WASHINGTON, D.C. — It was approximately 10:45 a.m. this Saturday morning when Donald Trump was informed that the moon had plans to block the muse for his skin color, also known as the sun.
President Trump agreed that nuking the moon would not be in the country’s best interest because he enjoys when the moon moons China every night. But the President still didn’t like the timing of the total solar eclipse.
The solar eclipse is scheduled for 2 to 4 p.m. eastern standard time on Monday, August 21. And that’s when Donny likes to watch the previous night’s episode of Game Of Thrones, followed by a show explaining whatever the fuck is going on in Game of Thrones.
In an envelope sealed with the blood from Steve Bannon’s shaving debacle, Donald Trump sent an executive order directly to NASA headquarters, demanding they reschedule the eclipse to Tuesday, August 29, two days after the final episode of Game of Thrones, Season 7.

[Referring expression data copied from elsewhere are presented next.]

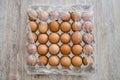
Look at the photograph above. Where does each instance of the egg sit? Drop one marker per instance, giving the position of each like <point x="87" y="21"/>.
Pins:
<point x="76" y="16"/>
<point x="54" y="60"/>
<point x="31" y="60"/>
<point x="90" y="60"/>
<point x="34" y="36"/>
<point x="76" y="61"/>
<point x="88" y="38"/>
<point x="65" y="38"/>
<point x="87" y="26"/>
<point x="65" y="26"/>
<point x="65" y="16"/>
<point x="43" y="60"/>
<point x="31" y="48"/>
<point x="86" y="16"/>
<point x="42" y="49"/>
<point x="65" y="49"/>
<point x="88" y="49"/>
<point x="32" y="14"/>
<point x="43" y="38"/>
<point x="43" y="15"/>
<point x="33" y="26"/>
<point x="84" y="60"/>
<point x="77" y="49"/>
<point x="54" y="15"/>
<point x="31" y="37"/>
<point x="43" y="27"/>
<point x="76" y="37"/>
<point x="54" y="26"/>
<point x="54" y="38"/>
<point x="54" y="49"/>
<point x="65" y="61"/>
<point x="76" y="26"/>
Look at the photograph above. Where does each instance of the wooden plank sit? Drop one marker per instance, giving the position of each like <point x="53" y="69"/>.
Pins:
<point x="12" y="39"/>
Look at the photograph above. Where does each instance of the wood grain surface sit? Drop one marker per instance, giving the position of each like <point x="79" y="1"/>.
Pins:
<point x="12" y="39"/>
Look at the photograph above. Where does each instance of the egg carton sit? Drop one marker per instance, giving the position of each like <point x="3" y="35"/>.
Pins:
<point x="39" y="68"/>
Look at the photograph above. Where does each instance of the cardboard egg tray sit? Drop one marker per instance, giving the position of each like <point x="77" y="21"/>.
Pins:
<point x="39" y="68"/>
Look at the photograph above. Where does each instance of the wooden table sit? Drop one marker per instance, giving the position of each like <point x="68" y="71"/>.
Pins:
<point x="12" y="39"/>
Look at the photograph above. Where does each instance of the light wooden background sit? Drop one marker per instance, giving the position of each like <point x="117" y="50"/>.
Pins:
<point x="12" y="39"/>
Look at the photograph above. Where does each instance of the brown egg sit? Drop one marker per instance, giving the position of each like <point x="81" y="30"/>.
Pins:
<point x="65" y="38"/>
<point x="88" y="49"/>
<point x="77" y="49"/>
<point x="65" y="26"/>
<point x="54" y="49"/>
<point x="32" y="14"/>
<point x="76" y="26"/>
<point x="42" y="49"/>
<point x="54" y="26"/>
<point x="31" y="60"/>
<point x="54" y="38"/>
<point x="87" y="26"/>
<point x="65" y="49"/>
<point x="43" y="60"/>
<point x="76" y="16"/>
<point x="43" y="15"/>
<point x="88" y="38"/>
<point x="31" y="48"/>
<point x="43" y="27"/>
<point x="34" y="36"/>
<point x="31" y="37"/>
<point x="43" y="38"/>
<point x="65" y="16"/>
<point x="33" y="26"/>
<point x="65" y="61"/>
<point x="84" y="61"/>
<point x="77" y="61"/>
<point x="54" y="15"/>
<point x="91" y="61"/>
<point x="76" y="37"/>
<point x="53" y="60"/>
<point x="86" y="16"/>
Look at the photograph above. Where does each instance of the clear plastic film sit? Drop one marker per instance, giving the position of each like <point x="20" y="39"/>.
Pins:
<point x="60" y="39"/>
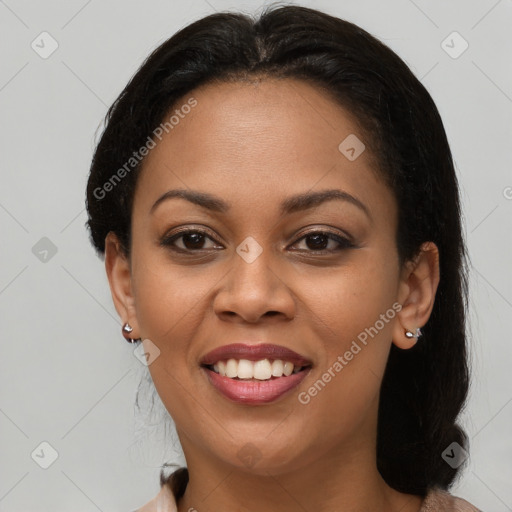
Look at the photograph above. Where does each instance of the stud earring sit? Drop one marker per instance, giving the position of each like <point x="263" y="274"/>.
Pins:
<point x="410" y="334"/>
<point x="127" y="329"/>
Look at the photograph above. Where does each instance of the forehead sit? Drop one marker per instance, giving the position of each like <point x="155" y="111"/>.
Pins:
<point x="254" y="141"/>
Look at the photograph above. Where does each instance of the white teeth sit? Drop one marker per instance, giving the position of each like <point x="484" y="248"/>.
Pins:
<point x="277" y="368"/>
<point x="288" y="368"/>
<point x="245" y="369"/>
<point x="232" y="368"/>
<point x="260" y="370"/>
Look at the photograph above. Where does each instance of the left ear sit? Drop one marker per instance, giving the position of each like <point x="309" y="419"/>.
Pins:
<point x="417" y="293"/>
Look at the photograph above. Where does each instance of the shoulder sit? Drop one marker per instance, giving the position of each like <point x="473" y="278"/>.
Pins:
<point x="163" y="502"/>
<point x="438" y="500"/>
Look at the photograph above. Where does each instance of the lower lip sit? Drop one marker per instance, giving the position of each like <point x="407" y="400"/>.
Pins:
<point x="252" y="391"/>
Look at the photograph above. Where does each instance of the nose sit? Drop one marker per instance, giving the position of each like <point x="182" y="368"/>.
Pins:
<point x="253" y="292"/>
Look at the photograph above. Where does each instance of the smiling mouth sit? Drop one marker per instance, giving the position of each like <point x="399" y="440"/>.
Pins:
<point x="260" y="370"/>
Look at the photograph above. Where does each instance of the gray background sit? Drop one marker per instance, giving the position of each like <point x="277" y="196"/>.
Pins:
<point x="67" y="377"/>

Unfortunately for the President, the letter was delivered with the United States Postal Service, and will arrive 2 to 3 weeks after the eclipse has passed.
To prevent Donny from feeling left out, FOX News will not cover any footage of the eclipse on August 21, and is asking all Americans, Republican or Democrat, to refrain from posting any photos or videos of the total solar eclipse, so that Donald Trump is led to believe the eclipse was delayed for him. FOX will instead air coverage of the eclipse on August 29.